Although there is always a slight risk for mold development if small seeds and seasonings like peppercorns and coriander rise to the surface, this is hard to completely avoid. Use of tools like foodgrade mesh bags or products like the Pickle Pusher will eliminate these situations, but they are rare enough that those products may not be necessary.

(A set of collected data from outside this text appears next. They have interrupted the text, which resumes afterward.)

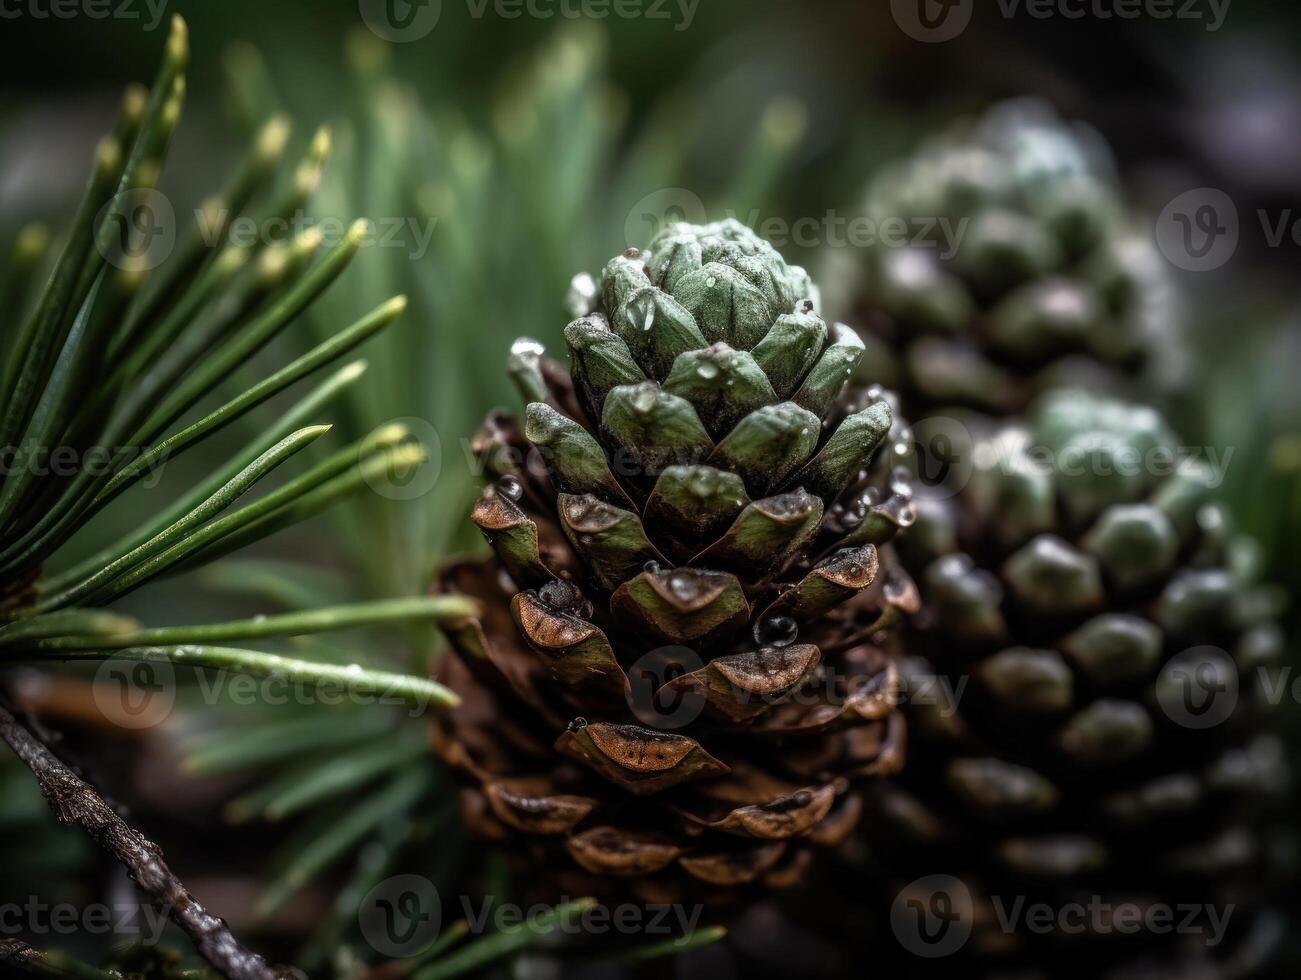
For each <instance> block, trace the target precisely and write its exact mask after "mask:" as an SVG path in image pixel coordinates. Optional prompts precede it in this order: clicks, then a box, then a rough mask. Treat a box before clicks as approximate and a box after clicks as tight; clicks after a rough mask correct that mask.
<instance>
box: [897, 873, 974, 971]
mask: <svg viewBox="0 0 1301 980" xmlns="http://www.w3.org/2000/svg"><path fill="white" fill-rule="evenodd" d="M973 919H974V915H973V905H972V893H971V890H969V889H968V888H967V885H965V882H963V881H961V880H960V878H955V877H954V876H952V875H928V876H925V877H921V878H917V880H916V881H911V882H908V884H907V885H904V888H902V889H900V890H899V894H898V895H895V901H894V903H892V905H891V906H890V929H891V931H892V932H894V934H895V938H896V940H898V941H899V945H900V946H903V947H904V949H905V950H908V951H909V953H912V954H913V955H916V957H922V958H925V959H938V958H939V957H950V955H952V954H954V953H956V951H958V950H960V949H961V947H963V946H965V945H967V940H968V938H969V937H971V934H972V923H973Z"/></svg>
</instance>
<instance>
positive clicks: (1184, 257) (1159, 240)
mask: <svg viewBox="0 0 1301 980" xmlns="http://www.w3.org/2000/svg"><path fill="white" fill-rule="evenodd" d="M1237 241H1239V215H1237V207H1235V204H1233V202H1232V199H1231V198H1229V197H1228V194H1226V193H1224V191H1222V190H1218V189H1215V187H1197V189H1196V190H1188V191H1184V193H1183V194H1180V195H1179V197H1177V198H1175V199H1174V200H1172V202H1170V203H1168V204H1167V206H1166V208H1164V210H1163V211H1162V212H1160V216H1159V217H1158V219H1157V246H1158V247H1159V249H1160V252H1162V255H1164V256H1166V259H1167V260H1168V262H1170V263H1171V264H1172V265H1176V267H1177V268H1181V269H1184V271H1185V272H1210V271H1211V269H1218V268H1219V267H1220V265H1223V264H1224V263H1227V262H1228V260H1229V259H1232V258H1233V252H1236V251H1237Z"/></svg>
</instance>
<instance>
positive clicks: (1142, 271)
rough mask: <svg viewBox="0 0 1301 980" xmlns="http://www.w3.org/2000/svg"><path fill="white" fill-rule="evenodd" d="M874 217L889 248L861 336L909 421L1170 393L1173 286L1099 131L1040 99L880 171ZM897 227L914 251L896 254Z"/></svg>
mask: <svg viewBox="0 0 1301 980" xmlns="http://www.w3.org/2000/svg"><path fill="white" fill-rule="evenodd" d="M866 215H868V217H869V219H872V220H873V223H874V226H876V228H877V229H878V238H879V239H881V241H878V242H877V243H874V245H873V246H872V247H870V249H868V250H866V254H868V259H866V267H865V269H863V273H861V275H863V282H861V286H860V290H859V301H857V314H856V319H855V323H860V324H863V325H864V327H866V328H869V334H870V337H872V340H870V341H869V344H872V342H873V341H876V344H877V345H879V350H876V349H873V351H872V353H873V355H874V357H878V358H879V359H881V363H883V364H885V363H892V362H895V359H898V363H892V370H891V371H890V372H889V374H886V375H885V376H883V379H882V380H885V381H886V383H889V384H895V385H898V387H899V389H900V392H902V394H903V397H904V410H905V411H907V413H908V414H909V415H912V416H913V418H924V416H925V415H926V414H929V413H930V411H932V410H934V409H937V407H952V406H961V407H969V409H976V410H980V411H986V413H994V414H1006V413H1013V411H1023V410H1024V409H1025V406H1026V405H1028V403H1029V401H1030V400H1032V398H1033V396H1034V394H1036V393H1038V392H1041V390H1043V389H1045V388H1046V387H1047V385H1050V384H1062V383H1064V381H1068V380H1069V381H1077V383H1088V384H1089V385H1098V387H1102V388H1105V389H1107V390H1111V392H1112V393H1124V394H1133V393H1134V388H1133V385H1134V381H1136V380H1137V379H1140V377H1142V379H1145V380H1146V381H1155V383H1158V384H1160V385H1167V387H1172V385H1174V384H1175V383H1176V379H1177V376H1179V374H1180V372H1181V364H1180V362H1179V357H1180V351H1179V347H1177V344H1176V342H1175V341H1176V338H1175V337H1174V325H1175V321H1176V311H1175V308H1174V306H1175V305H1174V301H1172V295H1171V288H1170V284H1168V281H1167V279H1166V273H1164V268H1163V264H1162V260H1160V258H1159V255H1158V254H1157V251H1155V249H1154V247H1153V245H1151V243H1150V241H1149V238H1150V236H1146V234H1144V233H1142V229H1140V228H1136V226H1134V223H1133V217H1132V216H1131V215H1128V213H1127V212H1125V206H1124V203H1123V200H1121V198H1120V193H1119V190H1118V187H1116V185H1115V181H1114V178H1112V176H1111V168H1110V161H1108V155H1107V150H1106V146H1105V144H1103V143H1102V139H1101V137H1099V135H1098V134H1097V133H1095V131H1093V130H1092V129H1089V128H1086V126H1082V125H1080V124H1067V122H1063V121H1062V120H1059V118H1058V117H1056V116H1055V115H1054V113H1053V111H1051V109H1050V108H1049V107H1047V105H1045V104H1042V103H1038V102H1034V100H1020V102H1011V103H1006V104H1002V105H998V107H995V108H994V109H991V111H990V112H987V113H986V115H985V116H984V117H982V118H980V120H974V121H965V122H963V124H959V125H958V126H955V128H954V129H951V130H950V131H947V133H945V134H942V135H939V137H938V138H935V139H934V141H932V142H929V143H926V144H924V146H922V147H921V148H920V150H919V152H917V154H916V155H915V156H913V157H911V159H908V160H903V161H900V163H898V164H895V165H892V167H889V168H886V169H885V170H882V172H881V174H879V176H878V177H877V178H876V180H873V182H872V184H870V186H869V189H868V194H866ZM900 223H903V224H902V226H903V228H904V229H905V238H907V241H904V239H903V238H899V239H898V241H895V239H890V241H887V239H886V234H887V233H889V232H890V230H891V229H895V230H898V229H899V226H900ZM891 375H894V376H891ZM1150 394H1151V392H1150V389H1145V392H1144V397H1145V398H1147V397H1150Z"/></svg>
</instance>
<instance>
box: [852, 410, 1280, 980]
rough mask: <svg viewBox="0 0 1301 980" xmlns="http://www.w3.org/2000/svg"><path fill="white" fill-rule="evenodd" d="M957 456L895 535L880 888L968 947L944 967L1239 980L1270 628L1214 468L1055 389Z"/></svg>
mask: <svg viewBox="0 0 1301 980" xmlns="http://www.w3.org/2000/svg"><path fill="white" fill-rule="evenodd" d="M974 458H976V466H974V470H973V472H972V475H971V479H969V482H968V483H967V485H965V487H963V488H961V489H960V492H959V493H956V495H954V496H948V497H941V496H939V495H934V493H932V495H930V496H929V497H925V498H920V500H919V501H917V510H919V517H917V523H916V526H915V528H913V532H911V534H909V535H908V536H907V539H905V540H904V541H903V544H902V547H903V548H904V557H905V565H907V566H908V569H909V570H911V571H912V573H913V574H915V575H916V578H917V582H919V588H920V591H921V597H922V610H921V613H919V616H917V617H915V619H913V622H912V623H911V627H909V629H908V631H907V634H905V638H904V642H903V644H902V646H903V647H904V648H905V649H907V651H908V657H907V659H905V660H904V662H903V665H902V674H903V678H904V686H905V690H907V691H908V694H909V696H908V699H907V701H908V703H907V707H905V708H904V713H905V716H907V717H908V729H909V757H908V767H907V769H905V770H904V772H903V773H902V774H900V776H898V777H896V778H894V780H892V781H891V782H890V785H887V786H879V787H876V793H874V795H873V798H872V803H870V807H869V812H870V813H872V819H869V820H866V821H865V826H868V828H869V830H870V833H869V838H868V839H869V842H870V846H872V850H873V854H874V860H876V864H877V867H878V871H881V872H883V876H885V877H886V878H887V880H889V881H890V882H891V893H890V894H891V897H892V898H898V897H899V895H905V894H907V892H908V889H909V888H917V884H916V882H919V881H921V880H925V878H926V876H929V875H939V876H943V878H942V880H943V881H945V882H948V884H947V885H946V886H945V888H946V892H947V893H948V895H950V898H952V899H955V901H958V898H960V902H959V905H961V910H960V914H961V916H964V924H965V925H964V928H968V929H969V931H971V933H969V938H968V940H967V942H965V946H964V947H963V949H961V951H960V953H959V954H955V955H954V958H952V960H951V962H950V963H948V967H950V968H952V970H955V971H959V972H955V973H954V975H955V976H956V975H961V976H969V975H984V971H989V972H990V973H991V975H993V973H998V975H1002V973H999V972H998V971H1000V970H1010V968H1012V966H1013V964H1015V967H1016V968H1024V970H1026V971H1028V973H1026V975H1030V976H1131V975H1141V976H1189V975H1196V976H1236V975H1240V973H1239V972H1237V971H1240V970H1244V968H1245V967H1244V964H1249V963H1252V962H1254V958H1257V957H1258V955H1259V953H1261V950H1259V949H1258V945H1259V936H1258V934H1257V933H1255V932H1253V928H1252V927H1253V923H1255V924H1259V923H1261V921H1263V919H1262V918H1261V916H1259V915H1258V912H1259V910H1261V906H1262V905H1263V903H1265V895H1266V894H1267V892H1268V889H1267V886H1266V882H1267V878H1268V873H1267V872H1268V868H1270V864H1271V854H1270V841H1268V839H1267V836H1266V834H1265V833H1262V830H1261V829H1259V828H1261V821H1259V819H1258V817H1259V812H1261V811H1262V808H1267V807H1268V806H1271V802H1272V800H1274V799H1275V796H1276V794H1278V793H1279V791H1281V790H1283V789H1284V786H1285V785H1287V781H1288V776H1287V769H1288V767H1287V764H1285V759H1284V752H1283V747H1281V743H1280V742H1279V741H1278V739H1276V738H1275V737H1274V735H1271V734H1268V730H1267V722H1268V716H1267V709H1268V705H1270V696H1268V691H1270V690H1271V685H1272V683H1276V675H1275V674H1274V672H1275V669H1276V668H1278V666H1279V665H1280V660H1281V657H1283V636H1281V631H1280V629H1279V626H1278V625H1276V622H1275V617H1276V616H1278V614H1279V612H1280V609H1279V605H1280V603H1279V595H1278V592H1276V590H1272V588H1268V587H1266V586H1262V584H1259V583H1258V582H1255V579H1254V574H1253V569H1252V549H1250V548H1249V547H1246V544H1245V543H1244V541H1242V540H1241V539H1239V538H1236V536H1235V535H1233V534H1232V532H1231V531H1229V528H1228V519H1227V517H1226V514H1224V510H1223V509H1222V508H1220V506H1218V505H1216V502H1215V493H1214V487H1215V485H1218V478H1219V475H1220V474H1216V471H1215V467H1214V465H1213V463H1214V462H1215V459H1214V457H1210V456H1209V454H1206V456H1202V457H1200V458H1198V457H1193V456H1192V454H1188V453H1183V452H1181V450H1180V444H1179V441H1177V440H1176V437H1175V436H1174V435H1172V433H1171V432H1170V429H1168V428H1167V426H1166V423H1164V422H1163V420H1162V419H1160V416H1159V415H1158V414H1157V413H1155V411H1153V410H1150V409H1145V407H1142V406H1136V405H1131V403H1124V402H1119V401H1112V400H1107V398H1103V397H1099V396H1097V394H1092V393H1086V392H1084V390H1081V389H1063V390H1058V392H1054V393H1050V394H1047V396H1045V397H1042V398H1041V400H1039V401H1038V402H1036V405H1034V406H1033V409H1032V411H1030V414H1029V416H1028V420H1026V422H1025V423H1024V424H1010V426H1006V427H1004V428H1002V429H999V431H997V432H993V433H990V435H989V436H987V437H985V439H982V440H980V441H977V444H976V446H974ZM1271 678H1272V679H1271ZM933 884H934V881H932V882H930V885H933ZM928 888H929V885H928ZM924 890H925V889H924ZM1017 899H1020V901H1021V906H1020V907H1021V908H1024V907H1025V906H1034V905H1038V906H1041V907H1046V908H1051V910H1063V908H1075V907H1084V908H1093V907H1095V906H1097V905H1098V903H1099V902H1101V903H1102V905H1105V906H1107V907H1108V908H1111V910H1118V908H1121V907H1124V908H1129V910H1134V908H1137V910H1140V914H1141V911H1142V910H1147V908H1187V907H1197V908H1201V910H1203V911H1205V910H1206V908H1211V910H1214V914H1215V915H1219V916H1226V915H1227V916H1228V918H1229V919H1231V921H1229V931H1228V934H1227V936H1226V937H1224V941H1223V942H1222V944H1220V945H1218V946H1216V945H1215V942H1213V941H1211V940H1213V937H1211V934H1210V932H1209V929H1210V927H1209V923H1207V919H1206V915H1205V914H1202V915H1201V918H1200V919H1198V923H1197V925H1198V929H1207V931H1206V932H1192V933H1187V932H1177V933H1176V931H1172V929H1171V931H1160V929H1151V928H1138V929H1119V928H1111V927H1110V925H1108V924H1107V923H1106V921H1102V920H1098V919H1097V918H1094V916H1093V915H1092V914H1089V915H1088V916H1086V925H1085V928H1082V929H1079V931H1076V932H1072V931H1071V929H1062V928H1055V927H1054V928H1049V929H1034V928H1030V927H1028V924H1026V920H1025V919H1019V920H1013V921H1012V924H1011V925H1007V924H1006V923H1004V919H1006V918H1007V910H1008V908H1011V907H1013V905H1015V903H1016V902H1017ZM900 901H903V899H900ZM1090 902H1092V903H1090ZM1000 910H1002V911H1000ZM1171 914H1175V912H1171ZM1099 921H1101V924H1098V923H1099ZM973 960H976V962H974V963H973ZM978 964H982V966H978ZM1127 971H1137V972H1127Z"/></svg>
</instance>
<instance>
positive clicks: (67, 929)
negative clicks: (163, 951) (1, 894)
mask: <svg viewBox="0 0 1301 980" xmlns="http://www.w3.org/2000/svg"><path fill="white" fill-rule="evenodd" d="M167 923H168V916H167V912H165V911H164V910H163V908H160V907H157V906H155V905H152V903H139V905H137V903H121V905H116V903H114V905H104V903H100V902H92V903H91V905H85V906H75V905H72V903H69V902H56V903H52V905H51V903H47V902H43V901H40V898H38V897H36V895H27V901H26V902H22V903H18V902H5V903H3V905H0V936H79V934H90V936H113V937H114V938H118V940H124V941H125V940H131V941H137V942H142V944H144V945H146V946H156V945H157V944H159V941H160V940H161V938H163V929H165V928H167Z"/></svg>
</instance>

Here is my demo video for making these sour dills: 



  1. I tried to do a one time $50 donation and I changed it to that but when I would go in to pay for it, it would change to $5 donation and second payment due in March. What am I doing wrong? Thanks

    • Daniel Berke

      Wow that’s so thoughtful of you! I literally have never had anyone do that. Can I ask… did you try to do it through Paypal or Patreon? If you want to do a one-time donation, it should be done through Paypal. Patreon as far as I know expects a monthly comittment.

    • Daniel Berke

      Wow that’s so thoughtful of you! I’ve literally never had anyone do that yet. I would be so grateful. Anyway, was it Paypal or Patreon? Patreon will try to set up a regular contribution. Paypal should let you contribute whatever you want for a one-time donation. Please feel free to follow up with me at if you still have trouble. And thanks again.

  2. Joel Fischer

    Thanks for this recipe and all the tips for a successful ferment. I’m wondering about scaling this up. I have a 10L (About 2.5 gallons, or 5x your recipe) fermentation crock. Obviously, the brine percentage stays the same, but should I also use 5x the amount of herbs and spices? Seems like that would be a lot. Thanks!!

    • Thanks for your comments. Yes, I’d multiply the quantity of everything to maintain same ratios with however much brine you’re using.

  3. Denis Trudel

    How long you can keep it in the fridge after ?

    • Fermented pickles will last indefinitely in the fridge. But how long until they soften? Can be a few months, cam be over a year, depending on what steps, if any, you took to keep them crunchy. Please check out my video tutorial section to see my video on keeping pickles crunchy!

  4. Is there no vinegar involved in this recipe? A lot of other recipes I read online suggest doing a 50-50 mix of water and vinegar but I just wanted to make sure that I’m not missing something in this recipe?

    • The brine will naturally acidify due to the presence of healthy bacteria. Any bad bacteria will be killed by the salt and anaerobic conditions. Give it a try! This is a real, ancient style of food preservation. If you have had Bubbie’s, which are always in the refrigerated section, this is that type of pickle. Much better honestly. Good luck, be in touch!

  5. Am I understanding correctly that you don’t use any vinegar for this recipe? Just salt?

    • That is correct! The brine will naturally acidify due to the presence of healthy bacteria naturally occurring on the cucumbers. These bacteria eat the carbohydrates and convert it to lactic acid and CO2. So this type of pickle will be fizzy as it does its thing! As mentioned, these bacteria are good for you, whereas a vinegar brine is a “dead brine,” no bacteria be it good or bad. This bacteria is what is meant by the term “probiotic.”